I’ve had a draft of this idea saved for a few months, and the idea for it came a full year ago from a conversation I had with my friend, Jan. We were visiting while the kids played, and as I quickly washed a couple of dishes in the middle of our conversation, she said, “Okay, I can ask you this – why don’t Mexican women use dishwashers?”
Oh, I laughed. Some of you are laughing now – I can hear you.
I laughed because Jan is so astute and observant, and she’s bold and curious, and because the reason Mexican women don’t use dishwashers is funny.
Disclaimer/Waiver/Unapology: The tag line for this blog is “Opinion|Culture|Truth|Humor.” If this story is not yet funny to you and in any way offensive, please stop reading now. If you KNOW what I’m talking about and find it funny, please ignore this disclaimer/waiver/unapology and keep reading. If you don’t know what I’m talking about, but you want to be in on the joke and forever look at every Mexican woman you know and inwardly wonder if she’s the kind who uses a dishwasher, read on.
So, for those of you who haven’t left the building, I hardly need to go any further because you already know the reason. However, for the sake of storytelling, let’s keep going.
I’m standing in my kitchen with Jan, and both of us are laughing by now. And I say, “I can tell you this: Mexican women don’t use dishwashers because it’s considered a lazy way to do the dishes.”
Let’s pause while you laugh. My friend and I are both educated, sensible women who do things like read manuals and follow rules. Knowing her as I do, I can surmise that she probably is much better with the details of things like sorting laundry and organizing closets – details which often escape me because I am doing things like writing blogs in my head and laughing inanely to myself. So, the look on her face when I made this statement was PRICELESS.
“Lazy??” Jan asked. “How is that lazy?” My linear friend and I know the ins and outs of dishwashers, you see. We know about the high, bacteria-slaying water temperatures and the all-important sanitation rinse and heated dry options. I’ll bet that, like me, she would NEVER select the fast wash option. What self-respecting woman would do that? Fast wash does not allow for sanitation rinse and heated dry.

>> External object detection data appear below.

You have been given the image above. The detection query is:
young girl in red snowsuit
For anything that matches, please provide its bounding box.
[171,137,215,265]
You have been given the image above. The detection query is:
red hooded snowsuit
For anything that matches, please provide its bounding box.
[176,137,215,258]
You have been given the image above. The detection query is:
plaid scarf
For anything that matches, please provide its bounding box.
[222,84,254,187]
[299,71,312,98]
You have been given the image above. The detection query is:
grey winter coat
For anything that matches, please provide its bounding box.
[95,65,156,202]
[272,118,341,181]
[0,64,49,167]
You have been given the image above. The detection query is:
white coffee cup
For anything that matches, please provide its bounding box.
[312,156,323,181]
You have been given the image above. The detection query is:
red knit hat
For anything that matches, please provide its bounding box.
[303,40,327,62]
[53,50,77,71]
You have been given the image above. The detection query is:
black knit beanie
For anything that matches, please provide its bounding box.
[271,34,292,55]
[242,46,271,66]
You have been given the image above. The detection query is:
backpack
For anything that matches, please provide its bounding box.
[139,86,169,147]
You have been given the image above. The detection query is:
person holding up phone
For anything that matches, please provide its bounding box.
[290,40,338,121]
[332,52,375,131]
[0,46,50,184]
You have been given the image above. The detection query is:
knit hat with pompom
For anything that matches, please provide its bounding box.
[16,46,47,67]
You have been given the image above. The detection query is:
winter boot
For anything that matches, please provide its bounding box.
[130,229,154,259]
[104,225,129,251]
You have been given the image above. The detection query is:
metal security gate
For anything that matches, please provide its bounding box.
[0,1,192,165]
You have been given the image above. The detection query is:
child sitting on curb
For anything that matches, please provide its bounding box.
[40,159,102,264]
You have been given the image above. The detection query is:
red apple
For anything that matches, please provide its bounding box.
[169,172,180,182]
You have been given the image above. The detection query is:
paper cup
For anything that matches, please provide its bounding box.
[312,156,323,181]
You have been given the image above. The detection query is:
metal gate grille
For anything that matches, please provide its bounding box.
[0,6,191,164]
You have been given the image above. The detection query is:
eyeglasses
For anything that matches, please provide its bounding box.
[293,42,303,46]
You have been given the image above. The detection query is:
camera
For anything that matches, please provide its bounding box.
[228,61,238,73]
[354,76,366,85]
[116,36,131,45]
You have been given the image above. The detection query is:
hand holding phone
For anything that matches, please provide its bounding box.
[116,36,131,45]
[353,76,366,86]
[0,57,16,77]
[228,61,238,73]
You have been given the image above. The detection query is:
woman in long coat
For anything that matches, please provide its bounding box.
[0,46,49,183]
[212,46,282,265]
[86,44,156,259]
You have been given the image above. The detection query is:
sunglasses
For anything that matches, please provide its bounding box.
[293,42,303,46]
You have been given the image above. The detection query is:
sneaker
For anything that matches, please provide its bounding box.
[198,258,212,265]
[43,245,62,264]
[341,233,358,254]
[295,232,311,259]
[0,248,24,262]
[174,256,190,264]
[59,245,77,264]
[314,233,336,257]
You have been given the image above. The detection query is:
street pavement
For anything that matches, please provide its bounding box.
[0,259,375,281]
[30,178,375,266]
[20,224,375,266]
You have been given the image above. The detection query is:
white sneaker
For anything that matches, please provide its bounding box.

So, I’m laughing with her, because I have to explain that, while I’m a Mexican washing a dish in that moment, I’m also a hypocrite, because I know and dearly love my dishwasher. Furthermore, I had to admit to her that I am an outlier in my culture, that I am considered progressive by my mother, who stares warily at my dishwasher when I load and unload it (she smartly uses her own dishwasher for dish storage and proudly washes her dishes, my dishes and anyone else’s dishes the proper way), and that I am considered lazy by my mother-in-law, who is a dear and would never directly say such a thing, but whose “I’ve never had a dishwasher in my life” comments smack of pride and thereby, judgement. (Note for future blog: in my culture, your mother-in-law is allowed to judge you, and you have to accept it as part of your training. Side note: if you don’t accept it – you’re the kind of woman who has problems with her mother-in-law. Side, side note: All of us go through a period of not accepting it.)
Back to the story: I have to explain that hand-washing dishes is the RIGHT way – the un-lazy way, and that loading dirty dishes into a machine that doesn’t have hands, a sponge, and eyes is considered the lazy way. Doing things by hand and from scratch and with no recipes is the right way, and doing anything else is the wrong way. I could go on and on about right ways and wrong ways, but let’s stick to dishwashers. They’re the wrong way. I hope I’ve clarified that.
A true Mexican, my husband hates the dishwasher. Hates. It. (I’ll explain his last name in another blog, and no he’s not adopted.) He inspects each glass and each dish like he’s Inspector 56 in an assembly line. He can see the spots and tiny food fragments that are left behind on anything, and he will make a huge production out of taking each glass out of the cabinet and placing it ceremoniously next to the sink for proper washing. I endure this, because I’m an optimist: most of the dishes are clean and have no spots. I can deal with the errant ones who seem to only get spotty so that all traditional Mexicans (and the entire OCD population) can have some beef with dishwashers. It’s not personal.
So, I explain all of this to Jan, and she’s shaking her head and laughing – she’s a touch OCD herself and always beautifully and meticulously put-together – so she can understand the logic behind the judgement. She gets it, and she’s satisfied with the answer. We move on to other matters.
Now she knows, and you know, and everyone is happy. But now I have to tell you something no one knows except my mother and my baby sister, who has been waiting for this blog post for a year: my dishwasher broke yesterday. It was full of unwashed dishes, and now it’s dead.
Yeah. Keep laughing. My dishwasher may be broken – but my roots are intact. I win.